With an instantly recognizable catalogue that has been featured in major outlets across the globe, Jorge Lawerta has created his own lane through a series of simple yet captivating prints. We kick off a new series that highlights some of the brightest artists in football with the uber-talented Valencian.
Hailing from Valencia, Spain, Jorge Lawerta has become one of the top illustrators in the European football scene. His work has been commissioned by the likes of FIFA, ESPN, and BeIN Sports, and he’s also had opportunities to work with some of the world’s biggest clubs. His distinctive style could be seen in quite possibly its most ambitious form to date during last year’s Copa del Rey final between FC Barcelona and his home club Valencia CF. A massive tifo that he designed covered the entire Valencia supporters’ section — any bigger and it would’ve been visible from space.
Jorge and I go way back, all the way to my early days of posting groundhopping photos on Instagram. We instantly connected thanks to our surprising mutual fandom of Newell’s Old Boys — it was friendship in a snapshot. We were recently able to catch up, and we discussed his career highlights, numerous different roles, and travels across the globe.
Urban Pitch: Let’s start at the beginning. How did you get into football illustrations?
Jorge Lawerta: I decided to move from Valencia to New York and I spent some months there. I realized that was the same routine as in Valencia and I resolved to book a flight to Argentina. I didn’t have a portfolio at that time, and there were many quotidian aspects of the city I liked. It was great to observe the daily elements and start drawing elements of football. As they say, the folklore of football is tremendous — the rivalries, team colors, nicknames, and stadiums are all vast topics to explore. My work became viral on social media and ESPN commissioned me. People liked my prints!
You have worked for Levante UD, playing a key role in the club’s new image. As a Valencia CF supporter, what was it like working for a rival club?
I will always remember Levante as the first club I worked with. Thanks to this, I had the opportunity to get involved in more projects in the world of football. It was excellent to work with Levante UD because they are very open-minded, creative, and up for new ideas.
At last year’s Spanish Cup Final, Valencia Club de Fútbol is playing against the giants of Barcelona on the 100th anniversary of your club. Suddenly, Valencian fans display a big tifo you illustrated with the message, “Dream that we don’t have limits.” And Valencia won. What was it like to see your work on a scale that large?
Wow. It was a dream come true. It’s everything I could dream of as a Valencia fan. Not just the project, it was that single moment — in the Centenary year and the team won! I had a lot of support from the fans, and got loving messages from everybody. That week was perfect.
Your work is full of daily elements and routine situations. How are you able to take such mundane material and make it compelling?
It is essential to capture the things you like the most. I draw the details that catch my attention — the illustration must have a meaning.
What are some of the elements in football that interest you most?

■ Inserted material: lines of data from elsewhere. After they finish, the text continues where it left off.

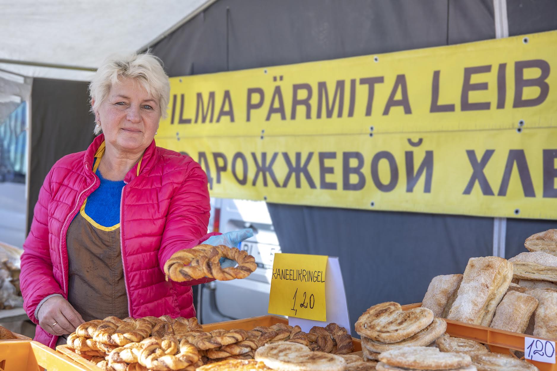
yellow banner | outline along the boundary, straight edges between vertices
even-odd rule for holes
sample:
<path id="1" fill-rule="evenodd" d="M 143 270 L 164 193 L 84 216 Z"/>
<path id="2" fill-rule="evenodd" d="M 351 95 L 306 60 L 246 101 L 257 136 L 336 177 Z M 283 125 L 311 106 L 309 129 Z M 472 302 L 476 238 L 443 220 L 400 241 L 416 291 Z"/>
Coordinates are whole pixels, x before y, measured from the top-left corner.
<path id="1" fill-rule="evenodd" d="M 173 77 L 214 197 L 557 219 L 557 31 Z"/>
<path id="2" fill-rule="evenodd" d="M 275 254 L 268 312 L 326 321 L 326 255 Z"/>

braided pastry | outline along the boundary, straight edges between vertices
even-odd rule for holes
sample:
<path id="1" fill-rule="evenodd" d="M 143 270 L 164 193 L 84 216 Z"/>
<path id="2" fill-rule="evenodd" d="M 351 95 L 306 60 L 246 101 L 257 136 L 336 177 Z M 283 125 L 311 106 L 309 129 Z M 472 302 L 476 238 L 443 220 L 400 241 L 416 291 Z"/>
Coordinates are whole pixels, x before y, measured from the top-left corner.
<path id="1" fill-rule="evenodd" d="M 275 326 L 275 325 L 273 325 Z M 271 334 L 273 334 L 274 336 L 269 339 L 268 342 L 272 343 L 275 342 L 280 342 L 284 340 L 288 337 L 290 335 L 290 333 L 292 330 L 288 329 L 273 329 L 271 327 L 265 327 L 265 326 L 257 326 L 255 329 L 252 330 L 252 331 L 256 331 L 262 334 L 263 333 L 270 333 Z"/>
<path id="2" fill-rule="evenodd" d="M 75 349 L 74 350 L 76 354 L 79 354 L 80 355 L 91 355 L 91 356 L 97 356 L 104 357 L 106 355 L 106 353 L 104 352 L 101 352 L 100 350 L 78 350 Z"/>
<path id="3" fill-rule="evenodd" d="M 184 249 L 174 253 L 164 264 L 164 273 L 175 282 L 199 279 L 205 276 L 205 270 L 199 262 L 192 264 L 192 261 L 201 256 L 212 258 L 219 255 L 218 250 L 211 245 L 199 245 L 192 249 Z M 218 256 L 217 260 L 220 259 Z"/>
<path id="4" fill-rule="evenodd" d="M 145 344 L 153 340 L 153 338 L 147 338 L 139 343 L 130 343 L 124 347 L 114 349 L 108 355 L 109 363 L 136 363 L 139 360 L 139 355 Z M 167 343 L 165 344 L 168 347 Z M 174 348 L 175 353 L 175 348 Z"/>
<path id="5" fill-rule="evenodd" d="M 219 281 L 246 278 L 257 268 L 255 258 L 248 255 L 247 251 L 238 250 L 236 248 L 229 248 L 224 245 L 219 245 L 216 248 L 221 256 L 234 260 L 238 263 L 236 266 L 223 268 L 219 261 L 220 258 L 211 258 L 211 274 Z"/>
<path id="6" fill-rule="evenodd" d="M 354 344 L 352 337 L 348 334 L 344 327 L 340 327 L 336 323 L 330 323 L 325 329 L 331 334 L 336 343 L 335 354 L 348 354 L 354 352 Z"/>
<path id="7" fill-rule="evenodd" d="M 193 344 L 202 350 L 214 349 L 223 345 L 235 344 L 245 340 L 247 337 L 247 332 L 245 330 L 234 329 L 230 331 L 226 330 L 214 330 L 210 333 L 202 333 L 193 339 Z"/>
<path id="8" fill-rule="evenodd" d="M 314 335 L 311 334 L 313 334 Z M 329 332 L 325 330 L 323 327 L 319 327 L 319 326 L 314 326 L 310 330 L 309 338 L 311 339 L 312 343 L 314 343 L 317 345 L 316 347 L 315 345 L 312 345 L 311 348 L 312 350 L 319 350 L 320 352 L 324 352 L 326 353 L 330 353 L 333 350 L 334 344 L 333 342 L 333 338 L 331 337 L 331 334 L 329 333 Z"/>
<path id="9" fill-rule="evenodd" d="M 92 338 L 93 334 L 96 331 L 99 325 L 102 323 L 101 319 L 94 319 L 92 321 L 82 323 L 75 329 L 77 336 L 83 338 Z"/>
<path id="10" fill-rule="evenodd" d="M 164 350 L 164 341 L 153 339 L 145 344 L 139 357 L 139 363 L 154 370 L 182 370 L 199 360 L 197 349 L 185 340 L 180 342 L 179 352 L 174 354 Z"/>
<path id="11" fill-rule="evenodd" d="M 78 336 L 75 333 L 72 333 L 68 336 L 67 344 L 70 348 L 82 352 L 100 350 L 109 353 L 117 348 L 115 345 L 109 345 L 95 342 L 92 339 Z"/>
<path id="12" fill-rule="evenodd" d="M 300 328 L 300 326 L 296 325 L 294 326 L 294 328 L 292 329 L 292 332 L 290 333 L 290 338 L 287 340 L 287 342 L 290 343 L 297 343 L 298 344 L 301 344 L 307 347 L 310 345 L 309 339 L 307 338 L 307 334 L 305 333 L 302 331 L 302 329 Z M 351 344 L 351 338 L 350 339 L 350 344 Z"/>
<path id="13" fill-rule="evenodd" d="M 237 266 L 221 268 L 220 259 L 223 257 L 236 261 Z M 203 277 L 227 281 L 245 278 L 257 268 L 255 258 L 246 251 L 224 245 L 199 245 L 175 253 L 165 264 L 164 273 L 167 279 L 169 277 L 176 282 Z"/>
<path id="14" fill-rule="evenodd" d="M 99 325 L 94 334 L 93 340 L 103 344 L 123 347 L 130 343 L 141 341 L 150 335 L 152 330 L 150 323 L 141 319 L 125 318 L 123 320 L 108 321 Z"/>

I am genuinely fascinated by the nicknames of the clubs, especially in Argentina. Why is a team called “millionaires,” “the lepers,” or “funerals”? It is complex to figure out how a group of people collectively preserve the nickname 100 years after a team was founded. Why did they choose those colors? What’s the history behind the badge?
You’re from Valencia, but you’ve lived in New York and Buenos Aires. What have you taken from all of these unique cities?
There’s nothing like home. Valencia is a city not as crowded as Madrid or London and the cultural offer is vast. On the other hand, New York and Buenos Aires have so much in common. For me, Buenos Aires is the NYC of South America. I like these kind of cities with multicultural histories behind them. People from all over the world have become part of them — Jewish, European, Polish, Italian. The streets are alive, people are sociably active, and the cultural heritage they offer is massive.
As a European, what is it about football in South America that is so captivating?
There is no place in the world as passionate about football as Buenos Aires. Everything is personal, and everything is all about passion. The Argentine football palette is unique.
What are you currently working on? Any exciting projects on the horizon?
I want to do more murals and interventions in big places in the city. I’m trying to leave the digital format and start painting and creating more visual work.